The conservatives also believe Tsipras was too lenient towards radical anarchists who regularly vandalise private and public property including embassies in hit-and-run raids.

Mitsotakis has promised a crackdown in the radical Athens district of Exarchia, traditionally a hideout for anarchists.

He placed in his cabinet a tough-talking ex-socialist minister who helped crack Greece's deadliest extremist organisation, the far-left November 17, nearly two decades ago.

The new government has also promised to amend so-called 'university asylum' regulations to facilitate police checks and stamp out prevalent petty crime, drugs and vandalism.

Half of the new government is made up of technocrats, and includes two former far-right politicians.

One of them, agriculture minister Makis Voridis, denied over the weekend that he had anti-Semitic beliefs after a prominent Greek Jewish official charged he had a "dark past".

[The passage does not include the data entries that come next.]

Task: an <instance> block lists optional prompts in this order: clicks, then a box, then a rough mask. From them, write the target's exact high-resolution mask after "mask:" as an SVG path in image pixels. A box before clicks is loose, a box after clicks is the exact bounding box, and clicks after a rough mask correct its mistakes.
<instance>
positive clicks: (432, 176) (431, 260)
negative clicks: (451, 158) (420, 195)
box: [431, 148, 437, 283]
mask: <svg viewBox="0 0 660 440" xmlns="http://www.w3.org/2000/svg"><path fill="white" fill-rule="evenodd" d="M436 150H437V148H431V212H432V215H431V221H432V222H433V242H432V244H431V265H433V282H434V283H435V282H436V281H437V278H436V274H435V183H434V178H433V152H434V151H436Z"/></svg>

There are two new parties in parliament -- Greek Solution, a nationalist party formed by TV salesman Kyriakos Velopoulos, and MeRA25, an anti-austerity party founded by maverick economist and Tsipras's former finance minister Yanis Varoufakis.

In contrast, the neo-Nazi party Golden Dawn was shut out of parliament for the first time since 2012.

Until recently Greece's third-ranking party, Golden Dawn is in disarray amid an ongoing trial for the 2013 murder of an anti-fascist rapper, allegedly carried out with the knowledge of senior Golden Dawn members.